Because of an evolutionarily conserved mechanism, all mammalian cells are equipped to respond to hypertonic exposure by immediately allowing water to efflux from the cell and then gradually enhancing the accumulation of intracellular organic osmolytes such as betaine, taurine, sorbitol, and inositol (24, 75). TonEBP is the transcriptional regulator directly responsible for this accumulation of organic osmolytes to restore cellular homeostasis, and it does so by transcriptionally regulating genes such as the sodium/myoinositol cotransporter (SMIT) (53), sodium chloride/taurine cotransporter (TauT) (79), and aldose reductase (AR) (33). TonEBP also stimulates transcription of other genes to promote cell survival and mitogenesis under hypertonic stress (35). Thus TonEBP is a master regulator of cellular adaptation to hypertonic stress. Of note, TonEBP is ubiquitously expressed throughout the body (40, 69) and has been identified as being sensitive to hypertonicity in all cell types in which it has been studied, regardless of whether or not those tissue are physiologically hypertonic in vivo (16, 43, 71, 79).

It is without question that hypertonic stress plays a definitive role in the normal biological functions of the kidney, as daily NaCl osmolality levels can easily reach 1,000–1,200 mosmol/kg in the kidney medulla during antidiuresis (38, 74). Other slightly hypertonic tissues have been identified, such as the thymus, spleen, and liver (roughly 330–335 mosmol/kg compared with blood osmolality at 300 mosmol/kg) (18). Cells can also experience elevated periods of osmolality during tissue disregulation or injury as found in neurons during hypernatremia (up to 335 mosmol/kg) (2, 41) and cardiac myoblasts following myocardial infarction (up to 360 mosmol/kg) (70). Similarly, in very extreme cases, pathologies such as hypernatremia and diabetes mellitus can elevate serum tonicity levels up to 340 or 350 mosmol/kg, respectively (56). However, it is unknown whether these slightly elevated tissue osmolalities of up to 350 mosmol/kg have any true physiological effect in stimulating TonEBP protein in vivo. In vitro experiments indicate that tonicity levels of at least 380 mosmol/kg are required to detect a significant increase in TonEBP luciferase reporter activity in both Jurkat T-cells and splenocytes (18, 54). Osmolality levels must reach 370 mosmol/kg to stimulate proliferation in lymphocytes (18), whereas bone marrow-derived macrophages and mouse embryonic fibroblasts require hypertonicity levels of 430 and 480 mosmol/kg to activate TonEBP reporter activity (54). Therefore, although select tissues display slightly increased basal osmolalities, hypertonicity may not serve as the primary TonEBP-stimulating factor in these tissues. However, environmental tonicity may play a role in enhancing the effects of other TonEBP-stimulating factors. Thus an outstanding question and focus of this review is “What function does TonEBP serve in isotonic tissues?”

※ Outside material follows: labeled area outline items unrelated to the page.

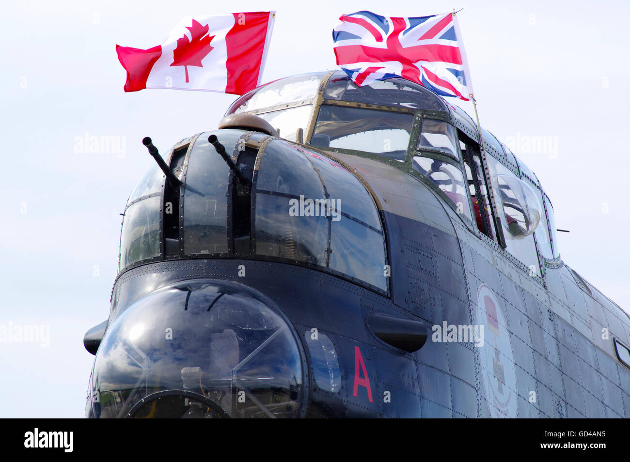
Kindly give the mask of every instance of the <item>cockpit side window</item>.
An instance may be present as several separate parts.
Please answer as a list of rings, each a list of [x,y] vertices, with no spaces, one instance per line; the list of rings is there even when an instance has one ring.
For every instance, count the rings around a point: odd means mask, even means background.
[[[530,276],[541,277],[533,234],[542,205],[531,186],[493,156],[486,158],[507,250],[529,269]]]
[[[256,88],[232,103],[226,114],[239,114],[280,104],[312,99],[325,72],[306,74],[272,82]]]
[[[256,256],[315,266],[387,291],[384,234],[359,180],[325,156],[279,140],[259,156],[252,191]]]
[[[125,210],[120,235],[120,268],[160,255],[160,196],[130,203]]]
[[[553,257],[558,258],[560,256],[560,251],[558,249],[558,237],[556,235],[556,217],[554,215],[553,205],[551,205],[551,201],[549,200],[546,194],[543,193],[542,196],[547,220],[549,222],[549,240],[551,241]]]
[[[468,180],[469,193],[474,211],[475,223],[479,231],[496,242],[497,236],[494,213],[488,198],[488,184],[481,166],[479,145],[461,132],[458,132],[458,134]]]
[[[323,105],[310,144],[372,152],[404,161],[413,114]]]
[[[455,128],[443,120],[424,119],[420,131],[418,149],[436,150],[459,160]]]
[[[297,130],[306,130],[312,105],[298,106],[295,108],[282,109],[271,112],[258,113],[256,115],[262,117],[278,130],[281,138],[289,141],[296,141]]]

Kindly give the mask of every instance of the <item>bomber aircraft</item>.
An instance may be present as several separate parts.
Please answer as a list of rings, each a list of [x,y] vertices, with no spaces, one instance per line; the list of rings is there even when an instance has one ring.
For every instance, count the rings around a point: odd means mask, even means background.
[[[143,142],[87,417],[630,417],[628,315],[427,88],[299,75],[164,159]]]

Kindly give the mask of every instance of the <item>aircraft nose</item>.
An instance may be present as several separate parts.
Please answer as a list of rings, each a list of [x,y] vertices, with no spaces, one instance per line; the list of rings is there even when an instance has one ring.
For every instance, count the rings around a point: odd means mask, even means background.
[[[272,305],[242,285],[208,279],[136,301],[96,354],[88,417],[297,417],[304,356]]]

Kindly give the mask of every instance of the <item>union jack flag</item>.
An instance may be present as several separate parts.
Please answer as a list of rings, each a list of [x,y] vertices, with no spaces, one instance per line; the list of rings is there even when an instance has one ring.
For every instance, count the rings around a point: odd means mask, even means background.
[[[386,18],[358,11],[339,20],[333,30],[337,64],[357,85],[402,77],[468,101],[472,87],[453,13]]]

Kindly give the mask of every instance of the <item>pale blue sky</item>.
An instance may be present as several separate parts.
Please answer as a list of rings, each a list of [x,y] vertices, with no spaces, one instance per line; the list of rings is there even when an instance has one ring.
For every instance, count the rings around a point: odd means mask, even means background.
[[[94,358],[83,335],[107,317],[118,214],[153,162],[140,140],[151,136],[165,152],[185,137],[215,128],[235,99],[174,90],[123,93],[115,45],[158,45],[190,14],[275,10],[267,81],[334,69],[331,31],[342,13],[424,16],[463,8],[459,25],[482,125],[504,142],[551,137],[557,142],[557,152],[516,154],[551,197],[557,227],[571,230],[558,237],[564,261],[629,309],[627,3],[600,3],[597,9],[583,0],[303,4],[3,5],[0,323],[48,325],[50,346],[0,342],[0,417],[83,417]],[[76,152],[76,138],[86,133],[120,137],[124,152]]]

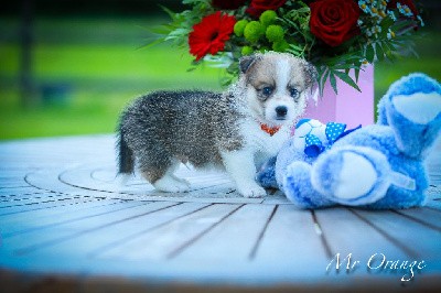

Recent research indicates that TonEBP has important functions in many isotonic tissues such as cancerous tumors, skeletal myoblasts, synovial fibroblasts, and vascular smooth muscle cells (19, 30, 59, 77). Various tonicity-independent stimuli have been documented as regulating TonEBP in these and other isotonic tissues, as well as in some hypertonic tissues. It is the aim of this review to highlight the growing body of work identifying these alternative, tonicity-independent mechanisms of TonEBP induction and activation (Fig. 1).

Fig. 1.

Fig. 1.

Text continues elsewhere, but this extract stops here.